Detect¶
Entity detection is the first stage of every Anonymizer pipeline. Both replace and rewrite modes depend on it.
How it works¶
Detection combines a lightweight NER model (GLiNER-PII) with LLM-based refinement. GLiNER PII produces an initial set of entity spans, then an LLM augments it with entities the NER missed and validates each detection -- keeping, reclassifying, or dropping entities based on context.
When rewrite is configured, an additional step identifies latent entities -- sensitive information inferable from context but not explicitly stated in the text.
Example: standard vs. latent entities¶
Consider this short passage:
Sarah described her appointment. She's looking forward to ringing the bell soon and said the care team has been wonderful.
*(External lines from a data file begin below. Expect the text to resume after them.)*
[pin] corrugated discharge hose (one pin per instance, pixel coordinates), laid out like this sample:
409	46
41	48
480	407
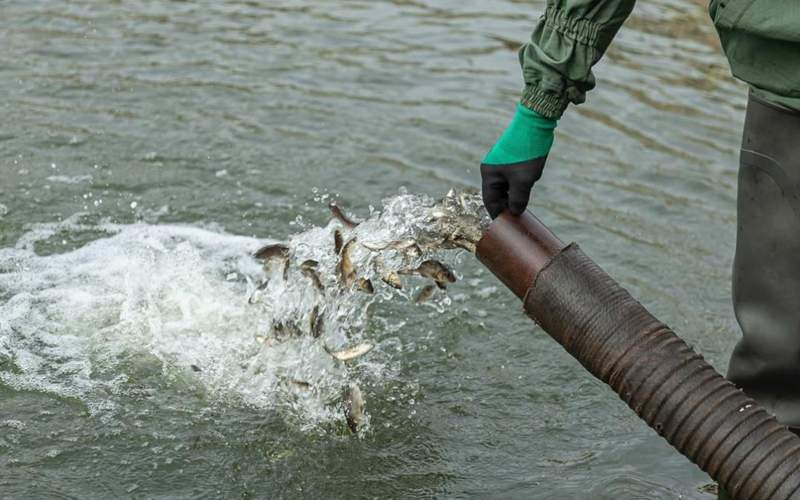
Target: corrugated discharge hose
670	386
| Type | Value | Description |
|---|---|---|
| Standard entity | Sarah | first_name |
| Latent entity | ringing the bell | Reveals something sensitive - nearing the end of cancer treatment. It is only inferable from surrounding context (e.g. the passage never says "cancer"). |
Configuration¶
Detection is configured via the Detect object on AnonymizerConfig:
from anonymizer import AnonymizerConfig, Detect, Redact
config = AnonymizerConfig(
detect=Detect(),
replace=Redact(),
)
Detect fields¶
| Field | Default | Description |
|---|---|---|
entity_labels |
None (all defaults) |
List of labels to detect. Leave unset (or pass None) to use the full default set. |
gliner_threshold |
0.3 |
GLiNER confidence threshold (0.0--1.0). Lower values detect more entities but may increase false positives. |
Entity labels¶
Anonymizer ships with a comprehensive default label set covering:
- Direct identifiers (e.g.
first_name,last_name,email,ssn,date_of_birth,street_address) - Quasi-identifiers (e.g.
age,city,state,country,occupation,company_name,date) - Technical data (e.g.
api_key,password,url,ipv4,ipv6,device_identifier) - Demographics (e.g.
gender,race_ethnicity,religious_belief,political_view,language) - Financial (e.g.
credit_debit_card,account_number,bank_routing_number,tax_id)
To inspect the full list:
from anonymizer import DEFAULT_ENTITY_LABELS
print(DEFAULT_ENTITY_LABELS)
Custom labels¶
When you pass entity_labels explicitly, the augmenter operates in strict mode -- it only outputs entities matching your list. When entity_labels=None, the augmenter can create additional labels beyond the defaults (e.g., clinic_name, server_name).
# Strict: only detect these 3 labels
Detect(entity_labels=["first_name", "last_name", "email"])
# Permissive: detect all defaults + LLM can infer new label types
Detect() # entity_labels=None
Tuning the threshold¶
For gliner_threshold, start with the default 0.3. If you're seeing too many false positives, raise it to 0.5. If entities are being missed, try lowering to 0.2. The LLM validation step catches many false positives, so erring on the side of lower thresholds is usually safe.
Model roles¶
The detection pipeline uses three model roles, each mapped to a model alias in the default config:
| Role | Default alias | Purpose |
|---|---|---|
entity_detector |
gliner-pii-detector |
GLiNER-PII NER model. |
entity_validator |
gpt-oss-120b |
Validates and reclassifies detected entities. |
entity_augmenter |
gpt-oss-120b |
Finds entities the NER model missed. |
latent_detector |
nemotron-30b-thinking |
Identifies inferable entities (rewrite only). |
See Models for how to override these.